Colors & K-Pop: Why Super Junior Fans Are Upset About WINNER's Lightstick [Analysis]

In most places, fanclubs don't have official colors. But, in South Korea, idols and idol groups generally have a color that their fans are identified with. Big Bang's fans are known to wear black and white bandanas and carry gold V.I.P lightsticks, 2NE1 have white Blackjack symbols, TVXQ has red lightsticks, Girls' Generation has pearl pink, Super Junior is sapphire blue, Wonder Girls are pearl burgundy, to name a few.

SM Entertainment has been the largest company to implement the tradition, with just about every group having a defining color (sans f(x), although fans use periwinkle unofficially.) But with the release of YG's new boy band WINNER, netizens pointed out that the rookie group's blue-purple lightstick is similar in hue to Super Junior's sapphire blue ones.  While there are different colors included in the WINNER lightsticks, they still gained notice among international Super Junior fans.

Many international fans reduce the color stick battle as just silly bickering between YG fans and SM fans, it actually could have much larger repercussions.

Even within the same company, fans have issues. CSJH (The Grace, another SM Entertainment girl group) and Girls' Generation fans got into an argument after Girls' Generation become much more popular than CSJH, due to similarity in balloon colors. CSJH, the older group, used "pastel rose pink" and Girls' Generation uses "pastel rose," and SM Entertainment eventually buckled under Girls' Generation's fans requests and changed CSJH's color slightly, to simply "pearl pink."

Colors do not necessarily match the group; INFINITE's color is "metal gold pearl" but the group has never had a concept or song with the color. This is in comparison to a group like Super Junior that has a song called "Sapphire Blue," but the song only came after the fans put importance on it.
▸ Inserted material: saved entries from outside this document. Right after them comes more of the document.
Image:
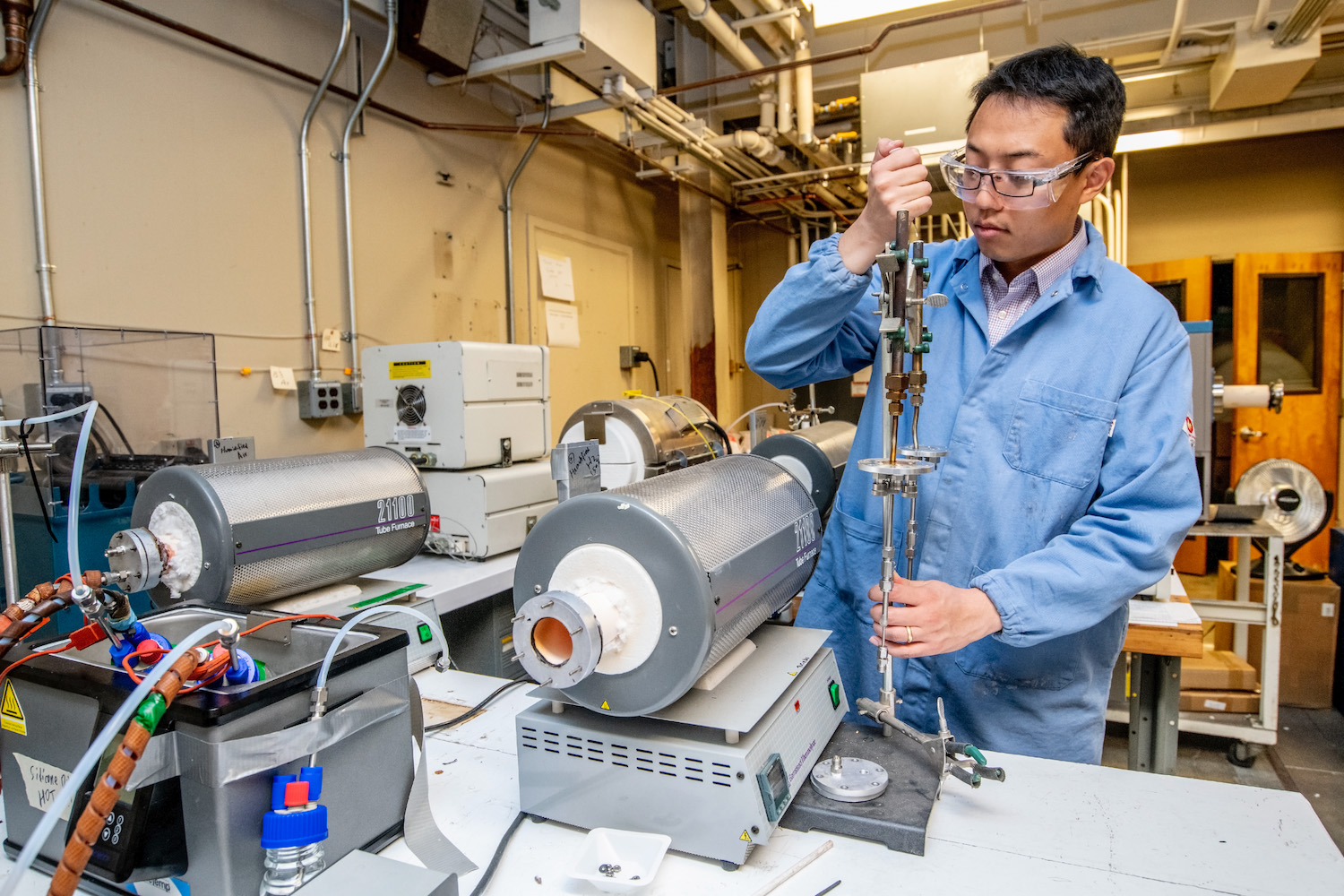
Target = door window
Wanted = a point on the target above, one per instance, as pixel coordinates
(1290, 312)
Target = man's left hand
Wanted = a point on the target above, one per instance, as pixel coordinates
(935, 618)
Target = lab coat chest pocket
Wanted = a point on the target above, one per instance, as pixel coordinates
(1058, 435)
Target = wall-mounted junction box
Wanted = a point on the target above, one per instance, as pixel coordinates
(319, 398)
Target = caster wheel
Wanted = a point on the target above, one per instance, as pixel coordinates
(1242, 754)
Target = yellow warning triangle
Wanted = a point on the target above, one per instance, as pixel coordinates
(10, 704)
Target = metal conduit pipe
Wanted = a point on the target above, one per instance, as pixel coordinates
(1298, 24)
(398, 115)
(753, 142)
(722, 32)
(389, 48)
(804, 99)
(39, 191)
(306, 190)
(15, 15)
(507, 207)
(768, 99)
(1261, 15)
(1177, 26)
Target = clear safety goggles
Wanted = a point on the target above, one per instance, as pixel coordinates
(1018, 188)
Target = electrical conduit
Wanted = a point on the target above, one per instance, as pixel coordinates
(314, 367)
(507, 207)
(389, 48)
(39, 193)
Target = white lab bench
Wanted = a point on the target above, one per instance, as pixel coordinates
(1051, 828)
(453, 583)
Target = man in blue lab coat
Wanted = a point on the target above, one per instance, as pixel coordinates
(1059, 384)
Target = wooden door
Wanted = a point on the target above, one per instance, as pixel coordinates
(1188, 284)
(1287, 325)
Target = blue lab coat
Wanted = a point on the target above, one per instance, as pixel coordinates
(1067, 487)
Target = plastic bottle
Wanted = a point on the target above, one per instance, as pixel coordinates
(292, 831)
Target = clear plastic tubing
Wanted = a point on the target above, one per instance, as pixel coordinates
(75, 474)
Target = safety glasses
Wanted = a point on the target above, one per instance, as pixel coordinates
(1018, 188)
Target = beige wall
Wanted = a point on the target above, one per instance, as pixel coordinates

The point of colors in K-Pop is the fandom, rather than the artists themselves. Most K-Pop concert goers outside of Asia are not going to their favorite idol group's concert; at any given K-Pop concert in the United States, you do not only see paraphanalia of the idol group that is performing, but multitudes of idol groups.

In South Korea, this doesn't happen. Fandoms are very dedicated, and when you go to a concert, whether it is the artist's concert or a concert like Dream Concert where multiple idols perform, you wear your favorite artist's colors and logos, or you wear nothing.

Many international fans have heard about "black oceans" in Korea, where lightsticks go off in a concert audience, as if to shun an artist; Girls' Generation famously experienced a "black ocean" at the 2008 Dream Concert. This meant that there was no sizable amount of fans supporting them, cheering them on.

Black oceans have become less prevalent, but there were unfounded rumors of one occurring at the 2013 Dream Concert to T-Ara.

So having no lightsticks with a group's fan colors is problematic. That doesn't explain why Super Junior's fans are annoyed by WINNER's color being relatively similar.

Except that it does, since it is as if a new fan group is coming along and saying "the king is dead, long live the king."

YG Entertainment's perceived slight (perceived primarily by Super Junior fans) towards Super Junior can be meant to be understood that Super Junior's fandom is waning, so it won't be a problem if WINNER's color similar.

Super Junior is an older idol group, but it still has many loyal fans; concert that Super Junior performs at have literal sapphire blue oceans. But few people doubt that WINNER will be a huge success, so from Super Junior's fan's viewpoint, it means that there will be another blue-ish hue encroaching on their fandom; there may be confusion between who are Super Junior's fans and who are WINNER's fans.

It seems a bit infantile, but when fans from all over the world watch broadcasts, the camera always pans over the audience, and fans can immediately recognize how many fans have come out to represent a particular fandom.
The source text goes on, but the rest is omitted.